Dayanand Anglo Vedic Post Graduate College, Siwan
- Motto: ऋते ज्ञानान्न मुक्तिः (rite gyanat na mukti) (Sanskrit)
- Motto in English: "There is no liberation without knowledge."
- Type: Public College
- Established: 1941 (85 years ago)
- Affiliations: Jai Prakash University, Chhapra
- Religious affiliation: Dayanand Anglo-Vedic College Trust and Management Society
- Academic affiliations: Bihar School Examination Board, Patna
- Principal: Prof.
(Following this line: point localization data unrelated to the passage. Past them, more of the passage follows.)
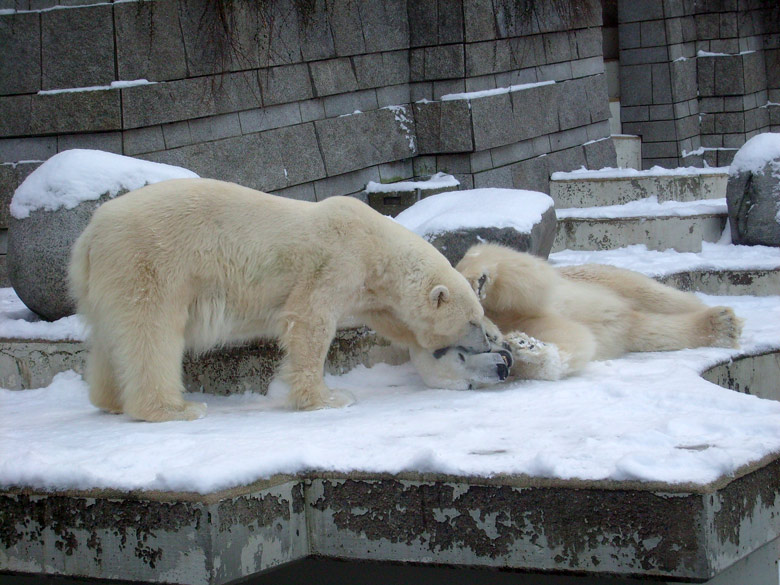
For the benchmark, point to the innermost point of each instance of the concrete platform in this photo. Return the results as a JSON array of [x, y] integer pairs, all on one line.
[[577, 528], [33, 363], [594, 190], [681, 233]]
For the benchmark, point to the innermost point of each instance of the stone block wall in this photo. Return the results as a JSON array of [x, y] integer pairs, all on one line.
[[697, 77], [307, 99]]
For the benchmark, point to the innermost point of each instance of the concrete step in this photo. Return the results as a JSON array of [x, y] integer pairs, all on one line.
[[628, 149], [673, 227], [619, 186], [675, 532], [30, 363]]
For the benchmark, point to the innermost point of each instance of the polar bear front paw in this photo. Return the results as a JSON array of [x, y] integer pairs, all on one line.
[[328, 399], [536, 360]]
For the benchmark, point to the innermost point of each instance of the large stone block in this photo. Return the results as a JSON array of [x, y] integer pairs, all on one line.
[[362, 140], [280, 158], [50, 211], [432, 63], [160, 103], [495, 122], [77, 47], [316, 31], [636, 85], [384, 24], [64, 113], [149, 44], [443, 127], [433, 22], [287, 83], [20, 68], [333, 76], [753, 192]]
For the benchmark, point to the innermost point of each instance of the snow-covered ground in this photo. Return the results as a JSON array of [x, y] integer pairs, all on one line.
[[646, 416]]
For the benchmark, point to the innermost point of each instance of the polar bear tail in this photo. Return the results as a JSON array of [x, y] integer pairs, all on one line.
[[78, 269]]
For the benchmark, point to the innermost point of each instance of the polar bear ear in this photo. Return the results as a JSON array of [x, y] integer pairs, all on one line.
[[439, 294]]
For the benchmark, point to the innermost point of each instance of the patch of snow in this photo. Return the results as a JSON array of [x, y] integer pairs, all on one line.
[[19, 322], [437, 181], [78, 175], [661, 263], [709, 54], [515, 208], [472, 95], [112, 85], [754, 155], [613, 173], [649, 207]]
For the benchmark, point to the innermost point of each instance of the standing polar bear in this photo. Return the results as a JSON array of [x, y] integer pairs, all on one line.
[[194, 263], [555, 320]]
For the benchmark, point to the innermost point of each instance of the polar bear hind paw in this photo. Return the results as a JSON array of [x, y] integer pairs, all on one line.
[[331, 399], [184, 411], [724, 327], [536, 360]]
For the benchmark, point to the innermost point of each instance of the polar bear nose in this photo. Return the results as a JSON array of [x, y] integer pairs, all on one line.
[[475, 340]]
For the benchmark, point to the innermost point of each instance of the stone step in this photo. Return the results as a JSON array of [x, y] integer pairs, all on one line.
[[619, 186], [676, 532], [628, 151], [26, 364], [681, 233]]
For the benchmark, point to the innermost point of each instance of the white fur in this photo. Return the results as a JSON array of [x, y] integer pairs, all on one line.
[[194, 263], [584, 313]]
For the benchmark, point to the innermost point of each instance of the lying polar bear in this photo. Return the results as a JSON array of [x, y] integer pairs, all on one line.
[[194, 263], [555, 320]]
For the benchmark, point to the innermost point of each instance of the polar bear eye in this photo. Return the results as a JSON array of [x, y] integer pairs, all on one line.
[[480, 283]]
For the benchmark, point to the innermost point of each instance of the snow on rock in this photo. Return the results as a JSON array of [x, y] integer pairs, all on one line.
[[437, 181], [756, 153], [78, 175], [475, 208], [613, 173], [648, 207]]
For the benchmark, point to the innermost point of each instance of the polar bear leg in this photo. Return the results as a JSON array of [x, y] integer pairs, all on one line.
[[104, 391], [148, 349], [713, 326]]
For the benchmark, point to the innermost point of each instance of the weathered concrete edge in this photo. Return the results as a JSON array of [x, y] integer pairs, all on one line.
[[625, 528]]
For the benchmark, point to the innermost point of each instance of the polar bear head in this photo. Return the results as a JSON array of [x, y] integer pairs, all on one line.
[[445, 312]]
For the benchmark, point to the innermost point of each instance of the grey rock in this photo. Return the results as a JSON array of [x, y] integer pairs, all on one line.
[[454, 244], [38, 256], [753, 201]]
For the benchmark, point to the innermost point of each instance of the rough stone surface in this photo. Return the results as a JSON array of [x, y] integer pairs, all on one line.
[[26, 364], [753, 201], [38, 256], [539, 241]]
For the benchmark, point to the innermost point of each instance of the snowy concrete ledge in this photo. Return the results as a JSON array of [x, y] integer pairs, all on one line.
[[611, 528], [660, 225], [617, 186]]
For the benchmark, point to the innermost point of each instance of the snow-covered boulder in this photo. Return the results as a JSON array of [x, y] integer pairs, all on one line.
[[456, 220], [753, 192], [51, 208]]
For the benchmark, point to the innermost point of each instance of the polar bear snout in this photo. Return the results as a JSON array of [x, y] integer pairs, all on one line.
[[475, 340]]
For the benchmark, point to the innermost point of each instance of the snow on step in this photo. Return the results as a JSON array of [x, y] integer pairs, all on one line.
[[682, 226], [609, 186]]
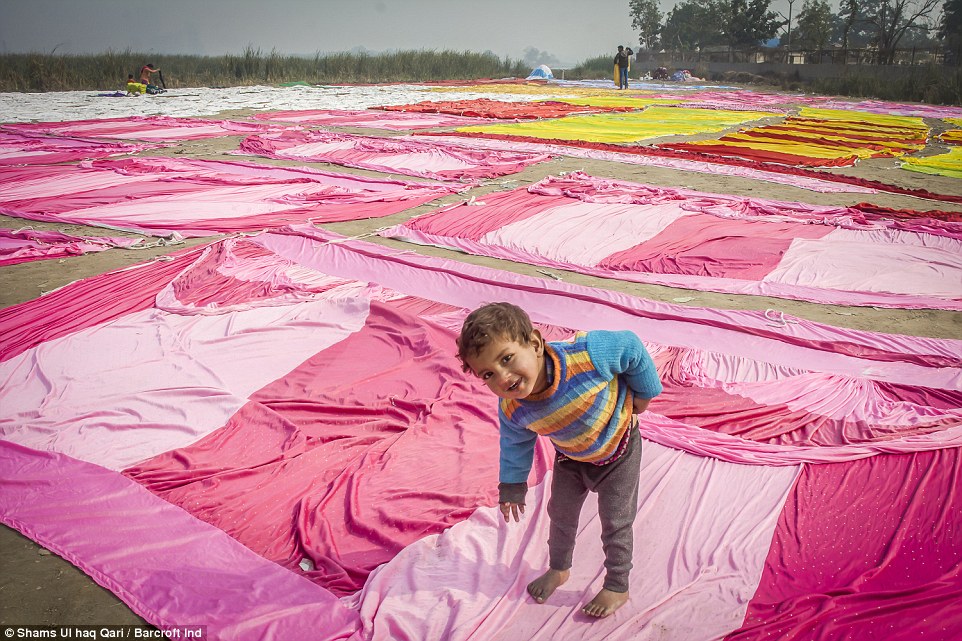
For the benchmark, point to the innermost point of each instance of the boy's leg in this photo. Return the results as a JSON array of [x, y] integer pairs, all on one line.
[[568, 492], [617, 507]]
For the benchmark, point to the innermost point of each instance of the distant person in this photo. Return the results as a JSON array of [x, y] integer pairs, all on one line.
[[145, 72], [622, 62]]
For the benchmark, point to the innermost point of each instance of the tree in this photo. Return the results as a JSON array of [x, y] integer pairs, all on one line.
[[692, 24], [814, 27], [890, 20], [646, 19], [747, 23], [950, 26]]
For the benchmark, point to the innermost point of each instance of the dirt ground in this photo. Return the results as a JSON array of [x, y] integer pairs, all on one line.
[[37, 587]]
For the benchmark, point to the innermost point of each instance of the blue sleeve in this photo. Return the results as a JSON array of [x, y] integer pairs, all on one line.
[[517, 451], [623, 354]]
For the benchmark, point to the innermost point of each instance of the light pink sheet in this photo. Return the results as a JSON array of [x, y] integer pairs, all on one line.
[[212, 319], [23, 245], [695, 240], [399, 155], [681, 164], [31, 149], [148, 128], [198, 197], [370, 118]]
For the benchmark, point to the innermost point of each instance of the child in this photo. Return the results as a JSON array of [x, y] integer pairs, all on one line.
[[582, 395]]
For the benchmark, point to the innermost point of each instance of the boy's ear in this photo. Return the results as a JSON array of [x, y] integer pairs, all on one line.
[[538, 341]]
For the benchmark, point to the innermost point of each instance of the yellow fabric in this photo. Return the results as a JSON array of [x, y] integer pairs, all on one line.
[[908, 122], [890, 147], [654, 122], [807, 150], [618, 101], [949, 164], [952, 137]]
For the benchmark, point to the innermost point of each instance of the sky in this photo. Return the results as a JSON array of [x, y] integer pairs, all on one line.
[[565, 32]]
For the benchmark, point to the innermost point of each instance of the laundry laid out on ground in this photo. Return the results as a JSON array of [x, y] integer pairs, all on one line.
[[25, 244], [369, 118], [32, 149], [149, 128], [270, 436], [161, 196]]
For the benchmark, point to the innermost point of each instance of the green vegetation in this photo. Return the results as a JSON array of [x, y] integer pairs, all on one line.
[[53, 72]]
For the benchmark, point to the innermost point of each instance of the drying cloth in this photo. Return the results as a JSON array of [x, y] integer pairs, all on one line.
[[695, 240], [628, 127], [427, 159], [161, 196]]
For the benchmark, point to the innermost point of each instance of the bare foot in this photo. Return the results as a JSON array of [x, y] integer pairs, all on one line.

Kailash Pati Goswami
- Recognized by: University Grants Commission
- Academic staff: 37
- Administrative staff: 12
- Students: 2,468
- Undergraduates: 2,089
- Postgraduates: 379
- Location: Anand Nagar Rd, Shanti Nagar, Siwan, Bihar, 841226, India 26°13′00″N 84°21′18″E﻿ / ﻿26.2166595°N 84.3551171°E
- Campus: Rural;
- Acronym: DAVPGSiwan
- Colors: Saffron
- Nickname: DAV College, Siwan
- Website: davpgcollegesiwan.ac.in
- Official logo of DAV PG College, Siwan.
- Location in Bihar D.A.V. Post-Graduate College, Siwan (India)

= D.A.V. Post-Graduate College, Siwan =

General degree college in Bihar, India

The Dayanand Anglo Vedic Post Graduate College (popularly known as D A V College or DAVPG) is a co-educational institution for higher education, located in Siwan, Bihar, India. It was established in 1941. The college is a constituent college of Jai Prakash University, Chhapra, in Bihar. This institution was established by late Baidyanath Prasad alias Darhi Baba. The college, covering a total area of 16 acres, is situated in the urban area. It has been recognized by the University Grants Commission under section 2(f) and 12B of the UGC Act 1956.

== Courses ==
Courses are available at intermediate, undergraduate and post graduate level in the following subjects:

===Arts===
1. Hindi 2. Urdu 3. English 4. Sanskrit 5. Philosophy 6. Economics 7. Political Science 8. History 9. Geography 10. Psychology

To be added: 13.Music 14. Home Science

===Science===
13. Mathematics 14. Physics 15. Chemistry 16. Zoology 17. Botany Commerce 18. Commerce

===Vocational courses===
1. B.C.A. 2. B.B.A. and 3. Mass Communication.

== Open Campus ==
IGNOU and Nalanda Open University also provide campuses in DAV Campus where students can do distance learning.